Fig. 8(a) is the blockchain consensus overhead without malicious nodes for [Attack, Authentic, Defense] types of semantic data (image) with [275 KB,467 KB,10 KB] data sizes when the number of blockchain nodes is [5,50,5] by utilizing the PBFT consensus algorithm [30]. As shown in Fig. 8(a), the proposed scheme can reduce the time consumed in blockchain to improve consensus efficiency due to the attack and defense schemes cropping authentic semantic data while differing in semantic similarities according to Fig. 7. Fig. 8(b) is the ZKP computation overhead for [GenWitness, GenProof, VerifyProof] operations with [10 KB,100 KB,1MB] data sizes. We can see from Fig. 8(b) that the ZKP computation overhead depends on the GenProof operation, while the sizes of semantic data affect little on the proposed scheme. Besides, the computation overhead for verifying proofs is less than for generating proofs, which can be written into smart contracts [9], [18], [19]. Fig. 8(c) is the blockchain consensus overhead of sharing semantic defense images with [10%, 20%, 30%] malicious nodes as the number of blockchain nodes increases from 10 to 50. We simulate the malicious nodes via sleep functions to defer nodes triggering the consensus process. As we can observe that the adoption of blockchain can prevent malicious nodes from damaging information sharing in this framework.

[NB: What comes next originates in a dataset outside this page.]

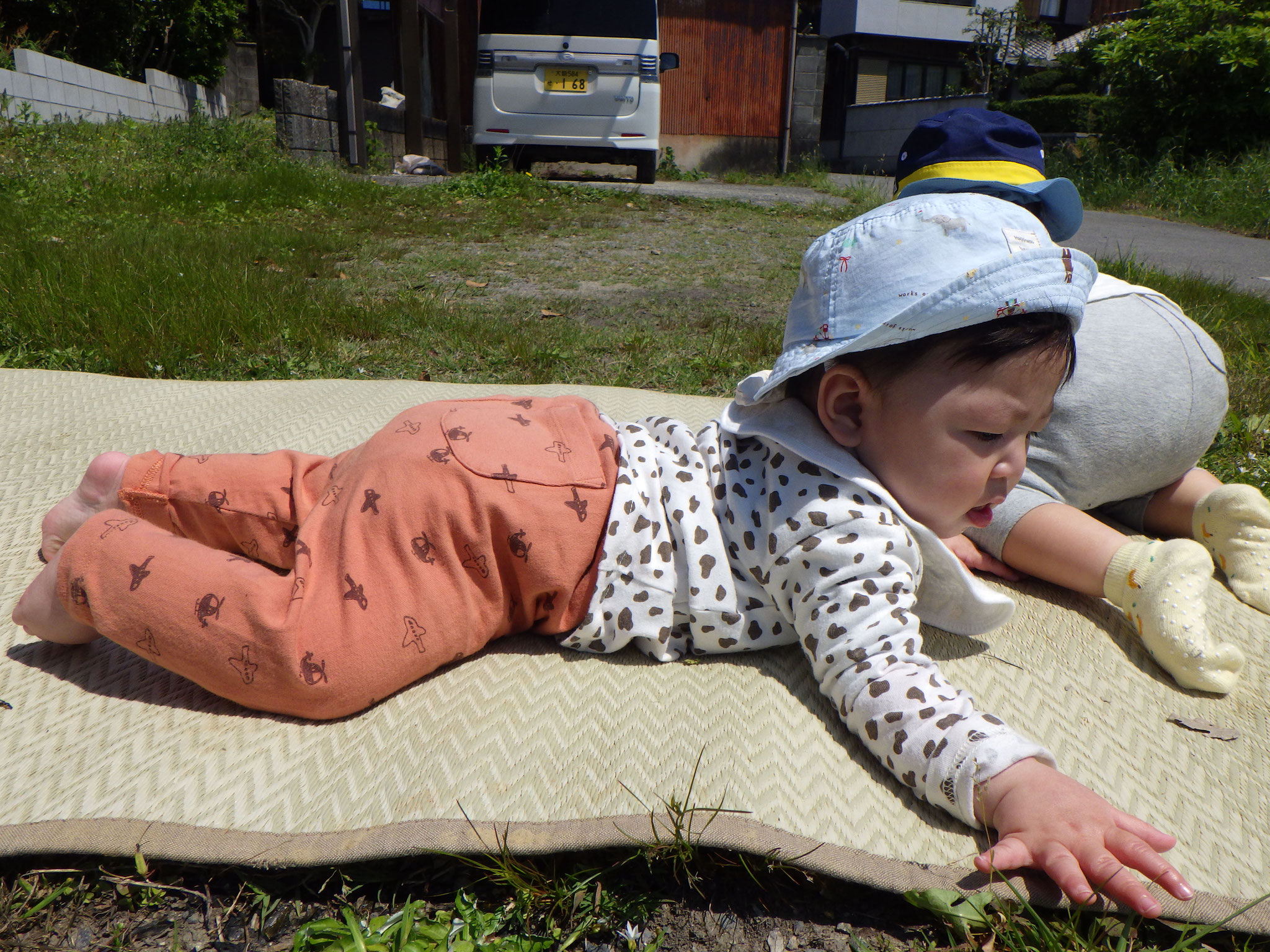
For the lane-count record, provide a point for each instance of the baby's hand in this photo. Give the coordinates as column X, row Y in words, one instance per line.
column 977, row 560
column 1047, row 821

CONCLUSION AND FUTURE WORK
In this paper, we first integrated blockchain-aided semantic communication into Metaverse to support AIGC services in virtual transportation networks. We also presented a training-based targeted semantic attack scheme to illustrate potential attacks by generating adversarial semantic data with the same descriptors but different desired meanings. To prevent the above attack, we designed a blockchain and zero-knowledge proof-based semantic defense scheme that records transformations of semantic data and verifies mutations in a decentralized manner. Simulation results show that the proposed mechanism can differ in the descriptors between the adversarial semantic data and the authentic one. The defense scheme can identify malicious edge devices falsifying semantic data to corrupt AIGC services in virtual transportation networks.

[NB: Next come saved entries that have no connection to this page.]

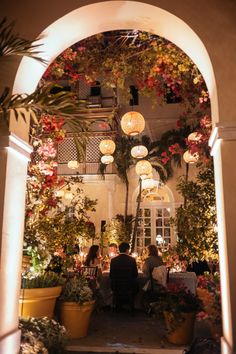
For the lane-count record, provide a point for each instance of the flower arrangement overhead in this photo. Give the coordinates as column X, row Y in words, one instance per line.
column 52, row 222
column 156, row 66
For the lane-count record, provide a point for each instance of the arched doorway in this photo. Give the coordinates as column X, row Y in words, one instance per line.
column 130, row 14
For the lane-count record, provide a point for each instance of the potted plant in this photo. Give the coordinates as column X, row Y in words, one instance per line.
column 178, row 306
column 42, row 335
column 76, row 306
column 38, row 295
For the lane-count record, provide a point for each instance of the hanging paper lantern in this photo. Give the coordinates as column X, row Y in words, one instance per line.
column 148, row 183
column 73, row 164
column 150, row 175
column 132, row 123
column 143, row 168
column 190, row 158
column 107, row 146
column 69, row 195
column 139, row 151
column 195, row 136
column 107, row 159
column 60, row 193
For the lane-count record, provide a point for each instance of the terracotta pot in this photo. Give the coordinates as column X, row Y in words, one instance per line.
column 76, row 318
column 26, row 263
column 180, row 332
column 38, row 302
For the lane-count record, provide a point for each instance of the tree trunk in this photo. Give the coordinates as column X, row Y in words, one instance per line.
column 126, row 201
column 136, row 216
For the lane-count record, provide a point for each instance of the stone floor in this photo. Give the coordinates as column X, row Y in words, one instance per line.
column 121, row 332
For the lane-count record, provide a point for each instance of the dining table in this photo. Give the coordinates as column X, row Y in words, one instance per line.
column 188, row 279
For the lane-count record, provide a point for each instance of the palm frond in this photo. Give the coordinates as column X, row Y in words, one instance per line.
column 12, row 44
column 62, row 104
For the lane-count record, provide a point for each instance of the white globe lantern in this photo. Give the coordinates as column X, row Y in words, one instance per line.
column 147, row 183
column 107, row 159
column 190, row 158
column 132, row 123
column 73, row 164
column 107, row 146
column 143, row 168
column 139, row 151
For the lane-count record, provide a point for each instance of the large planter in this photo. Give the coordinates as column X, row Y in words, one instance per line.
column 38, row 302
column 76, row 318
column 180, row 332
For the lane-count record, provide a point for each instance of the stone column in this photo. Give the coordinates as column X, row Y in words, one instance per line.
column 14, row 156
column 223, row 143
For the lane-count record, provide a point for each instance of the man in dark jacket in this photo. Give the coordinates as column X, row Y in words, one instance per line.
column 123, row 274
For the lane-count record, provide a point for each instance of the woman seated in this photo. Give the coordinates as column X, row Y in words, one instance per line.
column 153, row 260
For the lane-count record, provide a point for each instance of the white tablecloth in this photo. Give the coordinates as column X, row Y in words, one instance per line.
column 188, row 279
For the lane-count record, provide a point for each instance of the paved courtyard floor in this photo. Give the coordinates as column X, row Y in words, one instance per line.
column 121, row 332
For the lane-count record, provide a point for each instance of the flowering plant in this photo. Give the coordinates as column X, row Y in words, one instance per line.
column 41, row 335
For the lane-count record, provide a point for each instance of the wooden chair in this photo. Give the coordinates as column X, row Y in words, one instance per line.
column 124, row 290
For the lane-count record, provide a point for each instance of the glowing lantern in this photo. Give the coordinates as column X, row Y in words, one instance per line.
column 107, row 147
column 194, row 136
column 73, row 164
column 69, row 195
column 190, row 158
column 106, row 159
column 60, row 193
column 150, row 175
column 143, row 168
column 132, row 123
column 139, row 151
column 147, row 183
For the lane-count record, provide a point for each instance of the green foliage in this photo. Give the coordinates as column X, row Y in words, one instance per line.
column 13, row 44
column 35, row 331
column 196, row 219
column 176, row 300
column 77, row 290
column 46, row 280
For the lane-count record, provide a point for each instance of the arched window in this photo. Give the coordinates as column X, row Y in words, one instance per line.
column 156, row 209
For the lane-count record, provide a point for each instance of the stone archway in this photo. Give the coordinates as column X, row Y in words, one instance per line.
column 102, row 16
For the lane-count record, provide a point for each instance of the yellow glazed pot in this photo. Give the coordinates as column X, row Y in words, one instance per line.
column 38, row 302
column 76, row 318
column 180, row 332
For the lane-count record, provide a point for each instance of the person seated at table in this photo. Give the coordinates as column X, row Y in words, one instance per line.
column 153, row 260
column 113, row 250
column 123, row 275
column 199, row 267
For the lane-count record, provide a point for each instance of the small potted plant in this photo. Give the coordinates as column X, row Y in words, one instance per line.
column 42, row 335
column 179, row 307
column 76, row 306
column 38, row 295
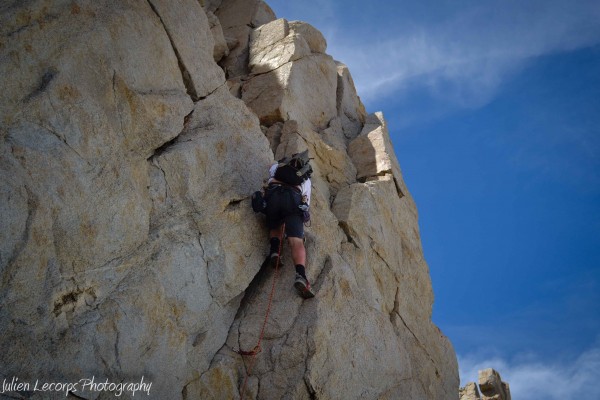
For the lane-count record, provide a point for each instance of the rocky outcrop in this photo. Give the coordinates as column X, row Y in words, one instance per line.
column 491, row 385
column 128, row 247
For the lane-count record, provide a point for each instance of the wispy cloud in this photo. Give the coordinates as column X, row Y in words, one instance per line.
column 464, row 58
column 531, row 378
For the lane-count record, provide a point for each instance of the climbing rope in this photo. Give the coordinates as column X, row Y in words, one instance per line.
column 257, row 349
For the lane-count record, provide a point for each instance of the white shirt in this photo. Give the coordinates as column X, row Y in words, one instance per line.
column 304, row 187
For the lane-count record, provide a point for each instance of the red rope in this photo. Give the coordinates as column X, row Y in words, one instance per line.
column 257, row 349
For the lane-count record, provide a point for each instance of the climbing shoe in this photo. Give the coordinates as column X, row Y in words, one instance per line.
column 303, row 287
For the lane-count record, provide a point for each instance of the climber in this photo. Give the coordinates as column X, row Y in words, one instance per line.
column 287, row 201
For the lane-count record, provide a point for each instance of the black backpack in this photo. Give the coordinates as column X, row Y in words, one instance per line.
column 294, row 170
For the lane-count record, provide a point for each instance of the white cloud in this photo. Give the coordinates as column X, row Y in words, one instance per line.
column 465, row 58
column 533, row 379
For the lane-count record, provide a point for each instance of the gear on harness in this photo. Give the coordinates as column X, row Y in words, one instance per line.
column 295, row 169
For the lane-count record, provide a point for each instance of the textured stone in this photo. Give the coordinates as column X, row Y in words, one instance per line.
column 351, row 111
column 315, row 40
column 271, row 46
column 303, row 90
column 221, row 48
column 469, row 392
column 187, row 27
column 373, row 154
column 492, row 387
column 238, row 17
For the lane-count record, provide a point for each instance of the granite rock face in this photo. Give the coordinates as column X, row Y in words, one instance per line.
column 128, row 247
column 491, row 386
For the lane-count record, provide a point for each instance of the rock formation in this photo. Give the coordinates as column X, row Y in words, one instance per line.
column 491, row 385
column 127, row 244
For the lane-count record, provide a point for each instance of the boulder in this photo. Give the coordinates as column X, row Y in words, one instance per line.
column 351, row 111
column 373, row 154
column 492, row 387
column 302, row 90
column 238, row 18
column 128, row 246
column 315, row 39
column 469, row 392
column 188, row 30
column 221, row 48
column 271, row 46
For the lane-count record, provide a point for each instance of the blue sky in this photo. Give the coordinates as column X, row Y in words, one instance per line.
column 494, row 111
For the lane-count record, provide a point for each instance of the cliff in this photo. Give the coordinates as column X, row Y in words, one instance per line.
column 133, row 134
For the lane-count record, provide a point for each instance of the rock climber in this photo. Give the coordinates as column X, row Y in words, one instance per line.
column 287, row 201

Although the proposed integration of blockchain and semantic communication framework can prevent semantic attacks from data mutations, there are also potential drawbacks to consider since blockchain could be overhead-intense. One of the main concerns is that blockchain can be resource-intensive and may require significant computational power and storage capacity, which can lead to increased costs and slower transaction processing times. Efficient blockchain structures and consensus algorithms are good solutions to improve the performance of blockchain. Besides, the on-chain and off-chain collaboration mechanism can be also utilized to reduce on-chain overhead to improve blockchain efficiency.
In future research work, we will study how to mitigate malicious edge devices and facilitate resource allocation with economic incentive mechanisms in the proposed framework.